In return for his work in stemming a smallpox epidemic, the city of Los Angeles awarded Griffin a plot of land on what was called the "Enchanted Hill" where Lincoln High School was later built (now 3501 North Broadway).

====Real estate and politics====

Griffin was called "the father of East Los Angeles" and was said to have created the first suburb of the city of Los Angeles in Lincoln Heights after he purchased 2,000 acres of ranch land for $1,000 and in 1870, with his nephew, Hancock Johnson, erected houses on the site. That land was a rancho called La Rosa de Castilla, on the east side of the Los Angeles River, taking in the deserted hills between Los Angeles and Pasadena — what is today the Eastside neighborhood of the city of Los Angeles. In late 1874 the two men offered an additional thirty-five acres, divided into 65x165-foot lots, for $150 each. They planned the laying out of streets and gifted East Side Park (the present Lincoln Park) to the city of Los Angeles.

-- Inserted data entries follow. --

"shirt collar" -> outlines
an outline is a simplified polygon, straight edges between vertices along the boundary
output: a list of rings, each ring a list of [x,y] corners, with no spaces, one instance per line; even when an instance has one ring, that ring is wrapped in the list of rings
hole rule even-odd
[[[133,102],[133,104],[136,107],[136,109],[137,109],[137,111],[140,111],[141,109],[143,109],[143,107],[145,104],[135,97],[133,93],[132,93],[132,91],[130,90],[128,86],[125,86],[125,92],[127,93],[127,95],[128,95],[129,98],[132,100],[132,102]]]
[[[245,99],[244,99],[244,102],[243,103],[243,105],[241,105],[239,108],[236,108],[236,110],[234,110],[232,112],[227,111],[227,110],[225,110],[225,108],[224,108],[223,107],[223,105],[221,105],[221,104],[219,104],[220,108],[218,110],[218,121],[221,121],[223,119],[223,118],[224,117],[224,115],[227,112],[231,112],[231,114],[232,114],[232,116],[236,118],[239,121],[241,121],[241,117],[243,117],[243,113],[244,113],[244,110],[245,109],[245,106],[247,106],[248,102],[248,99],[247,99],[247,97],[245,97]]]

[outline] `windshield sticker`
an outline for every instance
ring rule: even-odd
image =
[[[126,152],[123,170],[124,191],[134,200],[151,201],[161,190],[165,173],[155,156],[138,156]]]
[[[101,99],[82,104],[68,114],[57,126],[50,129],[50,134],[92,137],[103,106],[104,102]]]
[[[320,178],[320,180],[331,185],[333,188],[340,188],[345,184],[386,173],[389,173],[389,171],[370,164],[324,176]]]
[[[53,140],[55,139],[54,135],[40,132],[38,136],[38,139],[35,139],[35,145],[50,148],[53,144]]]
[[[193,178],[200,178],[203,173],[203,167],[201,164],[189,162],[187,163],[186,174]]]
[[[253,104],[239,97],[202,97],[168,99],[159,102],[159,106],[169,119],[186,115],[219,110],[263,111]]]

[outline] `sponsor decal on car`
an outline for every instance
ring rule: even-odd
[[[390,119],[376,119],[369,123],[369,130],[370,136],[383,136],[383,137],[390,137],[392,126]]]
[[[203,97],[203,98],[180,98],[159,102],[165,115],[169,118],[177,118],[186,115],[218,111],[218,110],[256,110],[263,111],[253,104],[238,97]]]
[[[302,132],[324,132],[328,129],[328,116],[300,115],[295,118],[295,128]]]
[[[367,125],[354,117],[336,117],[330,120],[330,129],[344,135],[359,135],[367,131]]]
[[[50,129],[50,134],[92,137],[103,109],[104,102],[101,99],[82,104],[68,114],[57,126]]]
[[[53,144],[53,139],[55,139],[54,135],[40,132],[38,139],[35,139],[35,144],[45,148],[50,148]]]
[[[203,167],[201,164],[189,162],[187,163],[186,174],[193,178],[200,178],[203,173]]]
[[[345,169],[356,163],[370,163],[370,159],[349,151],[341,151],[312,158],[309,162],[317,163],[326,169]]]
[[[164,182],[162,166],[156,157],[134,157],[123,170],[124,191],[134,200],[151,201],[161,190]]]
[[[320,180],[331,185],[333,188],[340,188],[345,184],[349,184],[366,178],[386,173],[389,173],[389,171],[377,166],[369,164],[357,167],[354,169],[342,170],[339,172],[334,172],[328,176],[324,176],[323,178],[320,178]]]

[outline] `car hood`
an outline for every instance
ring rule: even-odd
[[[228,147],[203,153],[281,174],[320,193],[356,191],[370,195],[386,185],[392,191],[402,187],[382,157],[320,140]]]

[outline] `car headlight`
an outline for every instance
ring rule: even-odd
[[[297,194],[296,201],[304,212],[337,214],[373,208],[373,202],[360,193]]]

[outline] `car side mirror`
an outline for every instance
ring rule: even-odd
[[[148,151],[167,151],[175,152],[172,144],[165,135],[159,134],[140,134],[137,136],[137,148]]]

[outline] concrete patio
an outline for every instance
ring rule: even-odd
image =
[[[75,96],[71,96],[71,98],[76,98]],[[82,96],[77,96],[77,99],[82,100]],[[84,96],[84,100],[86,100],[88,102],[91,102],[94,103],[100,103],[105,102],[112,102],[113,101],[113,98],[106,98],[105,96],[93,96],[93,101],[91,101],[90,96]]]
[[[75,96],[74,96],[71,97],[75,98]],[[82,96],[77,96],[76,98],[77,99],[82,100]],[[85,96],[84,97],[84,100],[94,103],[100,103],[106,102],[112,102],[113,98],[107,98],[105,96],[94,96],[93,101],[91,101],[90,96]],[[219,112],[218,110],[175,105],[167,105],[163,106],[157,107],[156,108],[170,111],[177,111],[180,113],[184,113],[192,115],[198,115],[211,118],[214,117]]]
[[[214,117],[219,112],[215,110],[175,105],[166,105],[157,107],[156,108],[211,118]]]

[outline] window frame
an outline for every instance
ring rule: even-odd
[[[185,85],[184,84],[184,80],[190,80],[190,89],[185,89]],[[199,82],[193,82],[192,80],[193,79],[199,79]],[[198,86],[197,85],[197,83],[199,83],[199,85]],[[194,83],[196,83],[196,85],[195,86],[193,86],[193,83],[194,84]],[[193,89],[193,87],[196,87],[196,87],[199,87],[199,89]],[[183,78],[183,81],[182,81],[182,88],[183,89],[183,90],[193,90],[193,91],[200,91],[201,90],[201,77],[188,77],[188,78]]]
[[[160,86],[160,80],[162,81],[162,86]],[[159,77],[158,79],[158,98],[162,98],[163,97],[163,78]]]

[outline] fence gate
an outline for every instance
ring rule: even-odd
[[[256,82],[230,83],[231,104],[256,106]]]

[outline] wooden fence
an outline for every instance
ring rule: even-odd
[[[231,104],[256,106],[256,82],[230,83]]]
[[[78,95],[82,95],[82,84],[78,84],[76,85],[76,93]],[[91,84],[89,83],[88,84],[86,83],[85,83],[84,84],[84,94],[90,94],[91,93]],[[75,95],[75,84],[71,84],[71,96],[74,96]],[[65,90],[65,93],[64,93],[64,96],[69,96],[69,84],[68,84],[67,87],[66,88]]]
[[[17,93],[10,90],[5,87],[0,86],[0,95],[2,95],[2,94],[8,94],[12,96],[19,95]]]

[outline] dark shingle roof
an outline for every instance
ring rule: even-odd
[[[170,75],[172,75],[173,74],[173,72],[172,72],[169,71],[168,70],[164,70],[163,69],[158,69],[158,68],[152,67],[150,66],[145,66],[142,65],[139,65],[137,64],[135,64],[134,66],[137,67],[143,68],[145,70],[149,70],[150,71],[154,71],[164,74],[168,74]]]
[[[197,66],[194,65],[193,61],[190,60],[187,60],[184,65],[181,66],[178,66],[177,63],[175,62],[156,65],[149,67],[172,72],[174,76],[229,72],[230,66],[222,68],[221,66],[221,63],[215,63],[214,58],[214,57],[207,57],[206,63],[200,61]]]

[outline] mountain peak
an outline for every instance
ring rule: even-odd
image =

Griffin undertook many business deals in early Los Angeles with landowner and politician Benjamin Davis Wilson, including railways, oil exploration, real estate, farming and ranching, and in 1863 they bought Rancho San Pascual — which encompassed today's towns of Pasadena, Altadena, South Pasadena, Alhambra, San Marino and San Gabriel — and diverted water from the Arroyo Seco to the dry mesa via an aqueduct called the "Wilson Ditch."

He was one of the incorporators of the Los Angeles City Water Company and the Farmers and Merchants Bank.

Los Angeles historian H.D. Barrows wrote in 1898 that:

When this city and section were terrorized by an organized banditti which killed Sheriff James R. Barton and party in January 1857, and the city was placed under quasi martial law, Dr. Griffin by general consent was placed at the head of the semi-military defensive organization of our citizens.

A Democrat, Griffin was a member of the Los Angeles Common Council from May 1858 to May 1859.

==Legacy==

Griffin Avenue in Montecito Heights and Lincoln Heights is named for him.